The Strad Issue: April 2015
Description: Contrasting works that take a folk–classical approach
Musicians: Chris Stout (violin), Catriona McKay (Scottish harp) Scottish Ensemble
Composer: Beamish, Stout/McKay

Chris Stout and Catriona McKay are firm fixtures on Scotland’s folk scene and, more specifically, in Shetland, where their string band Fiddlers’ Bid is based. Both artists cast their nets far and wide (McKay recently recorded a stunning duo record with Swedish nyckelharpa player Olov Johansson) and for this project collaborate with the Scottish Ensemble and British composer Sally Beamish. The album is divided into two parts: Beamish’s Seavaigers suite and the duo’s own work, Moder Dy, inspired by a wave pattern off Shetland. Identical in their instrumental make-up – fiddle, harp and string ensemble – and folk–classical approach, the two works are nevertheless very different.

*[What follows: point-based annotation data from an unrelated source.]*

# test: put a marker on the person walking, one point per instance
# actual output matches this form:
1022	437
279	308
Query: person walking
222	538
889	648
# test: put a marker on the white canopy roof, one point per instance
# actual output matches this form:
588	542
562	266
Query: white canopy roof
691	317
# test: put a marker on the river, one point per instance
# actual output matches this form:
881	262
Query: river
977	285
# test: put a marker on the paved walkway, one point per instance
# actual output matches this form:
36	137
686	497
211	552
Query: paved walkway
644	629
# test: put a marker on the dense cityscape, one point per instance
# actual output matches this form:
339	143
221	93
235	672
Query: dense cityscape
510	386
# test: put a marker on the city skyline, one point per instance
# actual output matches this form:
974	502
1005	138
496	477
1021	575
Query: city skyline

In Seavaigers, soloists Stout and McKay are seafarers crossing the North Sea: a free-form opening duet develops into a knotty storm scene; the second-movement ‘Lament’ builds up in inversions of the same melody to convey a sense of anguish. Beamish allows Stout – who gives a high-wire performance here, despite occasional intonation problems – and McKay space to improvise in between ensemble sections that often conjure early Britten. Moder Dy does not match the intricacy of Beamish’s writing but draws deeply on Shetland dance styles. The eponymous first movement glides gracefully, led by McKay’s bubbling harp, and Stout’s silky playing leads the piece to its rousing conclusion. Captured in Dundee’s spacious Caird Hall, the recording is airy but does not lack definition. Altogether an imaginative and evocative recording project that will translate well to the concert platform.